By Nse Anthony-Uko
(Sundiata Finance) – Following the recent announcement of the economy marginally exiting recession, PwC Nigeria has said in the medium and long term, activities at the Nigerian Stock Exchange (NSE) is expected to be on an increase as the country continues to see better economic indicators.
In the short term, the consultancy firm said it expects inflation and hence yields, to start to drop as the federal government reaches its debt ceiling, which in turn may lead to an increase in domestic corporate bond issuances. PwC Nigeria revealed this in its Nigerian Capital Market Update released for September 2017.
It stated that “In the second quarter of 2017, Nigeria’s economy returned to positive growth as real gross domestic product (GDP) increased by 0.55 per cent, after five consecutive quarters of negative growth. This recovery was driven by improvements in the oil sector, which expanded for the first time in seven quarters.”
The research firm also noted that the performance of key sub-sectors such as trade and manufacturing suggests the economy continues to benefit from improved liquidity in the foreign exchange market, saying this renewed confidence has resulted in a rebound in foreign investments with Foreign Direct Investment (FDI) and Foreign Portfolio Investment (FPI) up 49 per cent and 128 per cent respectively in Q2, 2017 as compared to the same period in the prior year.
It added that investor appetite for equities has increased with the NSE-ASI 24.4 per cent higher between January and June 2017, recovering from a 6.2 per cent contraction between January and December 2016.
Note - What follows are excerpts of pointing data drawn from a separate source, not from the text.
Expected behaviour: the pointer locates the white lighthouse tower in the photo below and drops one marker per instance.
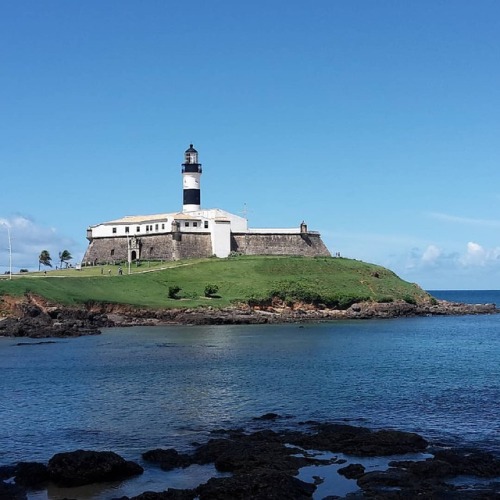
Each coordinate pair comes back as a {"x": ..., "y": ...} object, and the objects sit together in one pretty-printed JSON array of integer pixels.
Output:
[{"x": 191, "y": 173}]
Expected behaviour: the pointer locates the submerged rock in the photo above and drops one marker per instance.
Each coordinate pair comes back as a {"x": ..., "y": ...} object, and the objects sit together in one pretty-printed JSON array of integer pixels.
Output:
[
  {"x": 81, "y": 467},
  {"x": 167, "y": 459}
]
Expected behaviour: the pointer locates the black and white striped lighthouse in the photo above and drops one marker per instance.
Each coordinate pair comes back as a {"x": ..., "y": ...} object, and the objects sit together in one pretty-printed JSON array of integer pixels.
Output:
[{"x": 191, "y": 172}]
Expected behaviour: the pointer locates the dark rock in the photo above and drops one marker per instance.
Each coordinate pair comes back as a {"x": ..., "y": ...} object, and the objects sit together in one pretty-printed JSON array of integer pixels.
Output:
[
  {"x": 471, "y": 462},
  {"x": 352, "y": 471},
  {"x": 385, "y": 479},
  {"x": 10, "y": 491},
  {"x": 170, "y": 494},
  {"x": 360, "y": 441},
  {"x": 85, "y": 467},
  {"x": 430, "y": 468},
  {"x": 31, "y": 474},
  {"x": 167, "y": 459},
  {"x": 267, "y": 416},
  {"x": 260, "y": 485},
  {"x": 7, "y": 471}
]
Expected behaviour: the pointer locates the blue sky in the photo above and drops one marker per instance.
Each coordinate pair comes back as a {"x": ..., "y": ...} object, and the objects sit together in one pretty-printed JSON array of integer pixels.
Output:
[{"x": 376, "y": 122}]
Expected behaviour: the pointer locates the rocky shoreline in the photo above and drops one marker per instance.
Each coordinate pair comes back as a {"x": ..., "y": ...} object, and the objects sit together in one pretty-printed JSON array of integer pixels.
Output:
[
  {"x": 266, "y": 464},
  {"x": 32, "y": 317}
]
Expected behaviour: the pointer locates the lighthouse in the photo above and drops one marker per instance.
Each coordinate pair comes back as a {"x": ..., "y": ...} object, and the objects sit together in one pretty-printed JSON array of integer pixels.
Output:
[{"x": 191, "y": 173}]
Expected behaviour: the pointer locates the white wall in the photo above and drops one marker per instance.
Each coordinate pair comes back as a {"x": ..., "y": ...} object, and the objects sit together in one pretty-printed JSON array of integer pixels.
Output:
[{"x": 221, "y": 238}]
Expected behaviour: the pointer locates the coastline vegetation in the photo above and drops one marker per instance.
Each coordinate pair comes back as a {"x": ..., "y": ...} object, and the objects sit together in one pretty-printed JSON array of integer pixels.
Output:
[{"x": 258, "y": 280}]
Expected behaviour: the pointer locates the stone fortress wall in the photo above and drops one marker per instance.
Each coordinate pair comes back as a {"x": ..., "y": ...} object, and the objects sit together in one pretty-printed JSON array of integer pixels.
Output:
[{"x": 177, "y": 246}]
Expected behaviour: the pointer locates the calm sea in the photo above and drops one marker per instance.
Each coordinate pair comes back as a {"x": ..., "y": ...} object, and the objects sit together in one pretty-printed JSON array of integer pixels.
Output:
[{"x": 134, "y": 389}]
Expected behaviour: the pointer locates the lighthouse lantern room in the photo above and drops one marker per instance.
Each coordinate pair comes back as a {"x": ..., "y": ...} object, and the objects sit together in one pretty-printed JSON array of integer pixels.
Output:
[{"x": 191, "y": 173}]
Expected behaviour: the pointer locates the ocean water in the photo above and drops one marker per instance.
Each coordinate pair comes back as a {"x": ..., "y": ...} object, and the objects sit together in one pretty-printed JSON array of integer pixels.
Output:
[{"x": 133, "y": 389}]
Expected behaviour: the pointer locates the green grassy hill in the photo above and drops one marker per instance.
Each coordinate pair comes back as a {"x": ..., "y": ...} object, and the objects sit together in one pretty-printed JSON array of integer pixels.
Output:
[{"x": 336, "y": 282}]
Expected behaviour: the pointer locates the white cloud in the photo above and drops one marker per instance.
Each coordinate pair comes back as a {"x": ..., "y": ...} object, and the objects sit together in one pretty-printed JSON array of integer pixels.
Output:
[
  {"x": 476, "y": 255},
  {"x": 28, "y": 239},
  {"x": 431, "y": 254}
]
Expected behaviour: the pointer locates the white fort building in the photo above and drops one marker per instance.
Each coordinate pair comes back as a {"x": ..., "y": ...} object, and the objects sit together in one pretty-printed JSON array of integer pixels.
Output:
[{"x": 193, "y": 232}]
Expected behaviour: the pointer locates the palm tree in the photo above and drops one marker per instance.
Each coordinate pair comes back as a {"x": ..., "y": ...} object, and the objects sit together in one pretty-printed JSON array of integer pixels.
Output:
[
  {"x": 44, "y": 258},
  {"x": 64, "y": 256}
]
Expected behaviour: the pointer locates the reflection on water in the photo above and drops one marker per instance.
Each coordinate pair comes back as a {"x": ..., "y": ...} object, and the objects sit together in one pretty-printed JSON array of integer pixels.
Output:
[{"x": 131, "y": 390}]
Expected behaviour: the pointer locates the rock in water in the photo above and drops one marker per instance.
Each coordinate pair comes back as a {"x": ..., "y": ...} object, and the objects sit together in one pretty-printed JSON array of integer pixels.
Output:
[{"x": 81, "y": 467}]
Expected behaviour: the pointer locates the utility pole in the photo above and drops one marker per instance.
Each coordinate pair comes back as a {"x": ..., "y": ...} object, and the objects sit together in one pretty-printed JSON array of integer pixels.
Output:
[{"x": 10, "y": 248}]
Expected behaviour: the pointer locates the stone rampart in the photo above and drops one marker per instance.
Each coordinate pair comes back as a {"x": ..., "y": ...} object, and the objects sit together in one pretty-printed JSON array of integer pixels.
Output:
[
  {"x": 150, "y": 247},
  {"x": 178, "y": 245},
  {"x": 307, "y": 244}
]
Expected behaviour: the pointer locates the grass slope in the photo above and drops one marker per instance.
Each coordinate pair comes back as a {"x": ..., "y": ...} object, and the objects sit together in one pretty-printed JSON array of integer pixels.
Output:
[{"x": 333, "y": 281}]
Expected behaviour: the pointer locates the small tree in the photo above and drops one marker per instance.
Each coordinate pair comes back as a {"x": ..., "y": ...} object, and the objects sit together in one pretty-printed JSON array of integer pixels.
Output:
[
  {"x": 65, "y": 257},
  {"x": 173, "y": 291},
  {"x": 211, "y": 290},
  {"x": 44, "y": 258}
]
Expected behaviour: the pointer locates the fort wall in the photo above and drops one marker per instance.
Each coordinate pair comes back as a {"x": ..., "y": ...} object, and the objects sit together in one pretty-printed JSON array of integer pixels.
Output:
[
  {"x": 307, "y": 244},
  {"x": 179, "y": 245}
]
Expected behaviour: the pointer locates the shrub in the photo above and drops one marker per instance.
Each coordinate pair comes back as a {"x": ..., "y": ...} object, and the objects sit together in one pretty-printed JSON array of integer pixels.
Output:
[
  {"x": 173, "y": 291},
  {"x": 410, "y": 300},
  {"x": 211, "y": 290}
]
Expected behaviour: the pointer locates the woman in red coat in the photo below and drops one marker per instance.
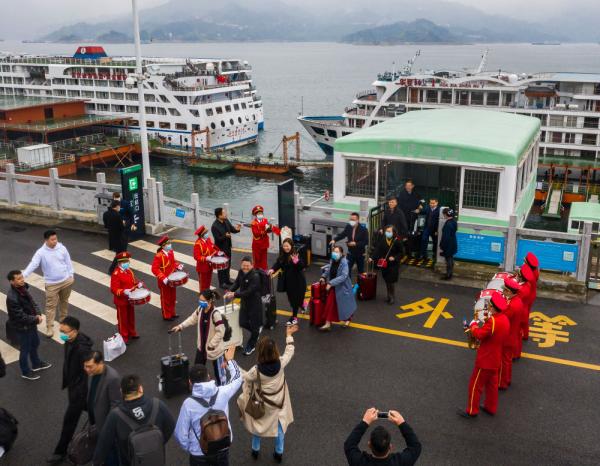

According to the firm, consistent with global sentiments, we also believe cross-border investors will turn bearish on emerging market bonds, in line with rating agencies’ sentiments. In the medium and long term, we expect to see activity pick up in the equity capital markets as Nigeria continues to emerge from the recession and companies execute plans shelved in 2015 due to uncertainty.
According to the report, there have been no initial public offerings on the Nigerian Stock Exchange, or by Nigerian companies on foreign exchanges, to date, in 2017.
However, the company saw some further offers and activity in the secondary market as Foreign Portfolio Investors increased significantly, which it termed a positive indicator for the recovery of the Nigerian equity capital markets.
It said the domestic corporate bond market had therefore tapered in 2017 relative to activity observed between 2014 and 2016, adding, “We do, however, see increased activity in the near term from large Nigerian corporates looking to refinance for longer tenors, and other issuers looking to finance large projects with the support of guarantees from new players in the market such as InfraCredit, established by the Nigeria Sovereign Investment Authority in collaboration with Guarant Co.”